Par DIOGO FAGUNDES*
Conflit irrationnel entre les peuples ou lutte pour la justice ?
Malheureusement, en raison de la pandémie, je suis les médias brésiliens plus que ce qui devrait être considéré comme sain par le bon sens. Il n'y a pas de surprise, pour ma part, à la manière dont le « conflit » en Palestine est dépeint, mais j'en profite pour souligner le malaise : l'opinion dominante empêche, ou plutôt agit comme un « obstacle épistémologique », pour parler en tant que structuraliste, à toute compréhension politique rationnelle de la situation.
Voici une vision synthétique de la compréhension véhiculée : nous avons un différend irrationnel entre des peuples qui se détestent - Arabes et Israéliens, chacun essentialisé non seulement par une religion, une origine ethnique, une histoire ou une culture, mais aussi par l'identité et l'action assumés par leurs « représentants ». » : Etat d'Israël et Hamas.
La description est celle habituelle. Des terroristes arabes énervés et fanatiques larguent des bombes sur Israël. Celui-ci riposte avec plus de bombes et de morts. Un cycle sans fin de barbarie revancharde s'installe, comme dans l'Orestie d'Eschyle, où il y a une chaîne causale sans fin d'effusion de sang, à l'exception d'un élément essentiel de la trilogie tragique de la Grèce antique : il n'y a, à la fin, aucune rupture dans ce cycle à travers la victoire de la justice, symbolisée par la cour d'Athènes, seulement la persécution et la lutte sans fin des érinyes contre Oreste, les Arabes et les Juifs, dans une tension sans fin entre la terreur et l'angoisse.

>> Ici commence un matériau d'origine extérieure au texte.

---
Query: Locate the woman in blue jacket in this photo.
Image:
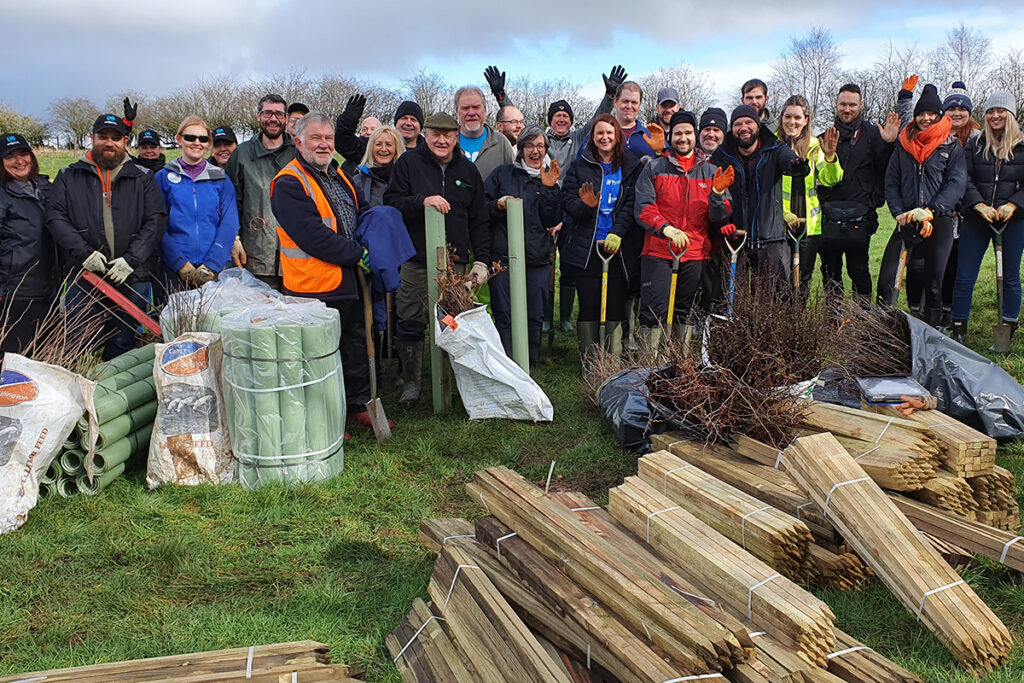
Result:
[156,116,239,293]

Cette vision ôte toute rationalité politique à ce qui se passe, car elle est soumise à un essentialisme identitaire : deux peuples, deux cultures, deux religions inconciliables. Nous n'avons que quelque chose de pré-politique : le conflit des peuples aux identités fermées qui s'affrontent, comme cela est souvent dépeint dans le discours occidental à propos des peuples « exotiques », très tribaux et éloignés de la modernité – quelque chose de similaire s'est produit dans la représentation idéologique de la guerre de Yougoslavie ou le génocide au Rwanda, le conflit entre Hutus et Tutsis – ou encore par rapport à son propre passé, dans les guerres prétendument inexplicables entre différentes religions et sectes au XVIIe siècle.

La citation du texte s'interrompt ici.